In August 2025, the Accounting and Corporate Regulatory Authority (ACRA) and Singapore Exchange Regulation (SGX RegCo) announced extended timelines for climate reporting requirements. The decision was made to give listed companies and large non-listed companies time to build up their reporting capabilities. The extension took into account the uncertain global economic climate and the wide range of readiness levels across businesses.
So what changed? All listed companies need to report their Scope 1 and Scope 2 greenhouse gas emissions from the financial year starting 1 January 2025. Straits Times Index companies continue to lead, with broader climate disclosures required from FY2025 and Scope 3 emissions from FY2026. For smaller non-STI-listed companies, Scope 3 reporting is voluntary until further notice.

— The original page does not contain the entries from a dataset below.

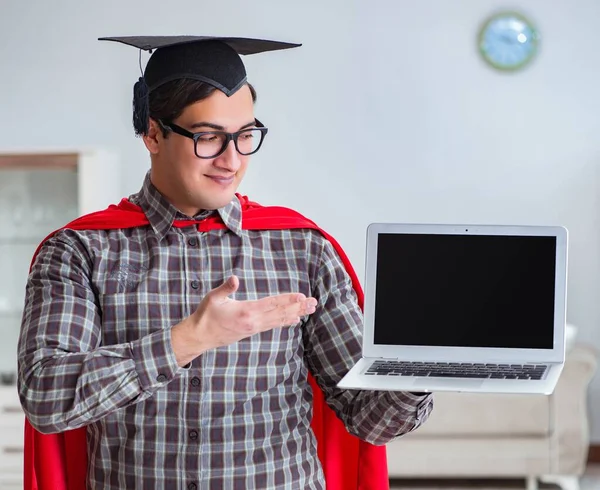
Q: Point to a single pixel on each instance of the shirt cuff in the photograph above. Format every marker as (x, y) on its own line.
(421, 401)
(155, 361)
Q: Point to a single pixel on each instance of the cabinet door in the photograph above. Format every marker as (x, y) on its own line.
(99, 182)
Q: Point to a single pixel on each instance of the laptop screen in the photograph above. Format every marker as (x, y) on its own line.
(465, 290)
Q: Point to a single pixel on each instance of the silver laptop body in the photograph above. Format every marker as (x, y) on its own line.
(474, 308)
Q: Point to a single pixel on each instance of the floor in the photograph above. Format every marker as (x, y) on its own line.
(590, 481)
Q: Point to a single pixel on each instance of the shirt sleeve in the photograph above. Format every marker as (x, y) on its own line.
(66, 378)
(332, 338)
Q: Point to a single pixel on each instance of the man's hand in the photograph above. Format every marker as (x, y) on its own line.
(220, 320)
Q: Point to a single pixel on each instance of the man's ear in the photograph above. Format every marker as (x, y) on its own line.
(154, 137)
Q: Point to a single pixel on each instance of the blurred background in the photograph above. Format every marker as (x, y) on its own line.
(386, 113)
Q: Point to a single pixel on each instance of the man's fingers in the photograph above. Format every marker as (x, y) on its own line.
(287, 314)
(228, 287)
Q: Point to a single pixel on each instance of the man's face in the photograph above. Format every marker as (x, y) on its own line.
(190, 183)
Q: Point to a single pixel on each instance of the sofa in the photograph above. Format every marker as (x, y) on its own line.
(486, 436)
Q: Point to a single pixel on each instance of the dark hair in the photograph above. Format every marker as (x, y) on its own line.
(168, 101)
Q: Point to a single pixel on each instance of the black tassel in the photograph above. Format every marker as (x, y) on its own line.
(141, 108)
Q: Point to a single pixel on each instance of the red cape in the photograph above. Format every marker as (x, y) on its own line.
(59, 461)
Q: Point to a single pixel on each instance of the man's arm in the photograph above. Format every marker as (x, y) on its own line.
(332, 339)
(67, 379)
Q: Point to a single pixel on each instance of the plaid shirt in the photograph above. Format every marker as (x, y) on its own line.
(95, 350)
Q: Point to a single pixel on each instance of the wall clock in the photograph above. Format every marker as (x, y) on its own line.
(508, 41)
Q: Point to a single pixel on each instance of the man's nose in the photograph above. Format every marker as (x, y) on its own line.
(229, 159)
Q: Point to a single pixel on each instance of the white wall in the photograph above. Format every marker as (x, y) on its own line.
(385, 113)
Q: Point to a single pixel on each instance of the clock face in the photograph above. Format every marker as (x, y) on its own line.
(508, 41)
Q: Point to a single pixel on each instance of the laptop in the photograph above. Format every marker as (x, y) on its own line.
(463, 308)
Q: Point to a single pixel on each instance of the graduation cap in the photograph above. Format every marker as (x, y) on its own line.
(210, 59)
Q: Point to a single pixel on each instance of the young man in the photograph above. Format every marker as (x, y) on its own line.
(181, 329)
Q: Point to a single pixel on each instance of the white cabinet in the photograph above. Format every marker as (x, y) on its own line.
(39, 193)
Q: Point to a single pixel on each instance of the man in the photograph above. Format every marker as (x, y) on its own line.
(181, 328)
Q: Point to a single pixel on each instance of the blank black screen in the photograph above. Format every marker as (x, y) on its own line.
(465, 291)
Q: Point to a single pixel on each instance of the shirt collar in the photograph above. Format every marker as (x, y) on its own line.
(161, 213)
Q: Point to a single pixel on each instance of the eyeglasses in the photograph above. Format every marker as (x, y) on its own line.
(211, 144)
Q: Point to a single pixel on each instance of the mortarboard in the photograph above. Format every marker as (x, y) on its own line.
(210, 59)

For large non-listed companies, those with at least S$1 billion in annual revenue and at least S$500 million in total assets, full climate reporting has been pushed back to FY2030, with external assurance required only from FY2032.
The extension is a relief for many. But here is the thing: it is not a free pass to do nothing.
ACRA has been clear that companies should keep strengthening their climate reporting capabilities and show progress. The goal is more meaningful, higher-quality disclosures over time, not just last-minute compliance.
For SMEs watching all of this from the sidelines, the message is still the same. Your larger customers and supply chain partners are already moving. Getting your own sustainability data in order now means you will be ready when the expectations land at your door, and they will.